Tuesday, 4 January 2005

it's all over now...

My holiday that is, rather than all the nasty things that have been going on over the festive period. Not content with all the bombs going off in the middle east, the indian ocean tsunami has cut its path over the area. Now I realise that most people, unless living on a very different planet, will know what has happened, so far be it from me to go over old news, bad though it is. I'm not looking forward to tomorrow, the first day in the office but not the first day open for schools, as I will have to begin the quest to find how many of our teachers were caught up in the whole thing. As Thailand is only a little over 6 hours away and is both cheap to get to and cheap to stay, it is a very popular destination for expats in Japan and especially our teachers - I have been there myself, though not to Phuket and the southern islands. I know for a fact that at least two teachers were in Thailand over the christmas holidays - I pray that I'm right in remembering that one chap I spoke to really did say that he was going north for the first few days to see jungles and elephants before heading to Phuket to spend some time on a beach. That doesn't, of course, include anyone that might have been in Sri Lanka, Malaysia, the Maldives or Indonesia, which is a distinct possibility as well as again all are reasonably close and not too difficult to get to. The 7pm news on behind me has just mentioned a potential figure of 150,000 victims, a truly mind boggling number and that's just from the waves and destruction, heaven knows what the real toll will be after the diseases, pollution and poverty kick in. Seems to me that usually earthquakes themselves aren't actually all that lethal in themselves, it seems to be what follows that does the damage, like the tsunami last week and the fires after the 1923 Tokyo earthquake (ok, the idea doesn't apply to the 1995 Hanshin/Kobe earthquake, but there you go - but then again, there wasn't much in the way of 'aftermath' from the Chuetsu/Niigata earthquake earlier this year and the number of victims was comparatively small).

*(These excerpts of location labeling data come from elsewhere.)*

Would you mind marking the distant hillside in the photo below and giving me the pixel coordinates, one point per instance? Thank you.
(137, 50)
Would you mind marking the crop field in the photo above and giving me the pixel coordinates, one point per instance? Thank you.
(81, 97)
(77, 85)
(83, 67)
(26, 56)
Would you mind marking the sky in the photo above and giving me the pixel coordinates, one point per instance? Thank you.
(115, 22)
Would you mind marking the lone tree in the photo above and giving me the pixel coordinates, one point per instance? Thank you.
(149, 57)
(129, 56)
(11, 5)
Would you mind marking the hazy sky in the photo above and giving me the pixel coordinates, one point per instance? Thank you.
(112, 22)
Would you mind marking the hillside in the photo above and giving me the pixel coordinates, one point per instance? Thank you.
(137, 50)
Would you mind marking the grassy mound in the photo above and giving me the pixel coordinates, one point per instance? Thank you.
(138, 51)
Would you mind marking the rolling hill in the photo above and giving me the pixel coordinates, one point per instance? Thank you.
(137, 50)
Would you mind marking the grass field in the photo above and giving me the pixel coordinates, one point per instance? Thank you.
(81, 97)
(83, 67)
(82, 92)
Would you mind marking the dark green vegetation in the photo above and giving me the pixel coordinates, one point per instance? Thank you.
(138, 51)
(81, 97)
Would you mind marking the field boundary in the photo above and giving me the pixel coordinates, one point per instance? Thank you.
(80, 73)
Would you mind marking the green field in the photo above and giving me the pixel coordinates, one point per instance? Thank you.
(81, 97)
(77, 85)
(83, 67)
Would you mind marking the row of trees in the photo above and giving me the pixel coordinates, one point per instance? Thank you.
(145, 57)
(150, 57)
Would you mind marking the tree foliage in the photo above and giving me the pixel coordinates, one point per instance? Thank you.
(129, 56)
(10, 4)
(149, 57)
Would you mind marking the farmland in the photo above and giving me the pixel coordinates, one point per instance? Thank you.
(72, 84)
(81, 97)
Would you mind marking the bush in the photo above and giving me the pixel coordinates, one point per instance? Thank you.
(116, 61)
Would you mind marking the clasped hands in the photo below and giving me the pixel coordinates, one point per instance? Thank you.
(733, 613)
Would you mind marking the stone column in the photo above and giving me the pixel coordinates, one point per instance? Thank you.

One of the more disagreeable things about the reactions to the tsunami was how quickly some sections started shouting "you're not sending enough" to various national governments even before the dust had settled, as it were. It would seem to me that that sort of comment, would be better made after at least a period or recovery and stock taking, not before the first aid planes have even left the runways. Now I realise that those at the centre of things want as much help as quickly as possible, and fair enough, but the comments I saw were made by people nowhere near the crisis and were made, it appeared, to score political points, which seems entirely inappropriate. Also interesting was the situation in Sri Lanka with the government and the Tamil Tigers. Immediately after the tsunami both parties refused to co-operate (unlike the situation in Aceh) and both accused the other of putting lives in danger and the papers seemed to sympathize with the govt. In today's paper it would appear that the highly hierarchical and militaristic nature of the Tigers and the area they control have in fact been extremely effective in dealing with the problems, leading to reduced but sufficient essentials for everybody, whilst those in govt controlled areas are suffering from the old problems of looting and corruption. Who knows, the tsunami might be a blessing in disguise for the Tiger's independence movement.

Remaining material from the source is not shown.